The organization will be headquartered in Warsaw. Although legally separate from OrthoWorx, AcceLinx initially will be housed within OrthoWorx offices with a physical location expected to be established within the next year.
According to Sheryl Conley, OrthoWorx president and CEO, initial efforts will focus on creating the AcceLinx entity, assembling the team and network, and establishing the funding partner. Future announcements will be made regarding how AcceLinx will engage with entrepreneurs who want to learn more, the release states.
The agreement and plan were sent down to the state and subject to legal review before being presented to the Redevelopment Commission, the board was told.
After unanimously approving the agreement with OrthoWorx, the Commission then approved a contract for design and engineering services with The Troyer Group for the CR 300N Trail project. The contract is for $69,973.
The bike trail will go from the Tech Park to Madison Elementary and to the residential area on Sheldon Street. Skinner said he wants to do a portion of the trail this year, but that will depend on the engineering as well as the county’s work on a side path and bridge on 300N.
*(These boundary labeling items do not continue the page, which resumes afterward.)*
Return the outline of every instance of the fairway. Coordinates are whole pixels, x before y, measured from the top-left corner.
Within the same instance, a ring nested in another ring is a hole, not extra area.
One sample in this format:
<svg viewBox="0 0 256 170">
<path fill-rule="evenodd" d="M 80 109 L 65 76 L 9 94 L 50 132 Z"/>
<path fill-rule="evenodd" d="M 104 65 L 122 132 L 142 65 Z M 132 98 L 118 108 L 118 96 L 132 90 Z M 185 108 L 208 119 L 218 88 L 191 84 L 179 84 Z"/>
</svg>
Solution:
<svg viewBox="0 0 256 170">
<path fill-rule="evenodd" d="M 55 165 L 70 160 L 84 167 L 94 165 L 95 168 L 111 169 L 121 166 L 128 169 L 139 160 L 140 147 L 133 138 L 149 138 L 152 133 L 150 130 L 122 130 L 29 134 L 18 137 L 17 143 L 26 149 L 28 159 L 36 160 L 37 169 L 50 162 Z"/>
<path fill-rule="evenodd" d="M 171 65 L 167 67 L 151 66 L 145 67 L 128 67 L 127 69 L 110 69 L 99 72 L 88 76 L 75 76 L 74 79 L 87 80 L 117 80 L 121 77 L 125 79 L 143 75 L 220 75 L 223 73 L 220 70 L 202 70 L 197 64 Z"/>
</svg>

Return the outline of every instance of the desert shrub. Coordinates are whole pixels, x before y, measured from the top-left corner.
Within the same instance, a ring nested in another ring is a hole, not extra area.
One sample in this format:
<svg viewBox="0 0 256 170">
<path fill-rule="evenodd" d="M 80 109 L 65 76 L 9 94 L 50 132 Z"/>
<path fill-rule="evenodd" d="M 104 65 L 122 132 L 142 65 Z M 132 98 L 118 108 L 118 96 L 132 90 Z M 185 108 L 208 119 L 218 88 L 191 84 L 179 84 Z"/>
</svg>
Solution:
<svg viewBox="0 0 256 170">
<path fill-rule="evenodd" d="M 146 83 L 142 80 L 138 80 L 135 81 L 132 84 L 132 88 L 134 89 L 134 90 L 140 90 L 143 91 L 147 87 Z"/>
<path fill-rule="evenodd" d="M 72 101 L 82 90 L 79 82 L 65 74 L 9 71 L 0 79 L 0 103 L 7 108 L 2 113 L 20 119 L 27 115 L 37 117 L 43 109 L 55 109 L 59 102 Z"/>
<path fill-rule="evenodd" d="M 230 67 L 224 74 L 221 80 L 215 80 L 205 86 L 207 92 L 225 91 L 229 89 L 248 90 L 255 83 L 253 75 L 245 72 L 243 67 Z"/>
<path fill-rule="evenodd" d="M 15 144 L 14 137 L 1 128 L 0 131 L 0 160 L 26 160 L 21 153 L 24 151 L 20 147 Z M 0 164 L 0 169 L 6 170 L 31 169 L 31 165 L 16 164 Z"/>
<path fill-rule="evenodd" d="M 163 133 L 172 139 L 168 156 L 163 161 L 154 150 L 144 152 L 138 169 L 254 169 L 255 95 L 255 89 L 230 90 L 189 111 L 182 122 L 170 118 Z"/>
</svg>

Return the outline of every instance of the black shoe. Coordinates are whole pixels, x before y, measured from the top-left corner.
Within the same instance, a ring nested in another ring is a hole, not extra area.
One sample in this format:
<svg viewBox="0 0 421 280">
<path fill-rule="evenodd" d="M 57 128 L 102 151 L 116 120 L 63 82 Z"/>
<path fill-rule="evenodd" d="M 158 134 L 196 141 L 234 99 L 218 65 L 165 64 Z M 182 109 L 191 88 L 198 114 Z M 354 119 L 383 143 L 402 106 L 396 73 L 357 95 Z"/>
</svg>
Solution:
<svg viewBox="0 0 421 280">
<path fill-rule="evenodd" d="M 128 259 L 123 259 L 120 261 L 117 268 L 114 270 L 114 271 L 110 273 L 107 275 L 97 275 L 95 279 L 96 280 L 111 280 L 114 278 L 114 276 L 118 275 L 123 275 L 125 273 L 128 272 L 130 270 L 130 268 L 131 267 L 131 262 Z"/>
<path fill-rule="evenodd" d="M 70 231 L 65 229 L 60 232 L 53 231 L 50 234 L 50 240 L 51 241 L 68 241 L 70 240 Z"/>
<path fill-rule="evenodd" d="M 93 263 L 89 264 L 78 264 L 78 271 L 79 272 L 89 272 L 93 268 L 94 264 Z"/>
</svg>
The engineering work is for all of the trail, but the whole trail may not be finished this year.
In other business, the Redevelopment Commission:
• Approved claims, including $10,012.50 for A & Z Engineering for the roundabout design on Husky Trail; $4,882.50 for Faegre Baker Daniels for professional services; $200 for Reith Appraisal Service for an appraisal along the Commission’s CR 300N trail project; and $8,160.91 for NIPSCO.
Payment to NIPSCO is subject to a review of the terms of the contract between NIPSCO and the Commission by President Tim Meyer as there was a question as to how much NIPSCO should be paid. NIPSCO helped the city develop a gas line to the shell building at the Tech Park, but as part of its payment NIPSCO is billing the Commission $27,000 over the next six years for gas it expects the building to use in that time. Skinner said it was all “convoluted” to him.
• Reviewed the annual Redevelopment Commission Report, which also was presented to the Common Council later Monday evening. Skinner said it’s due to the state by April 15, and it reports everything the Redevelopment Commission did and spent in 2015.
The Commission’s next meeting is scheduled for May 2 at 4 p.m.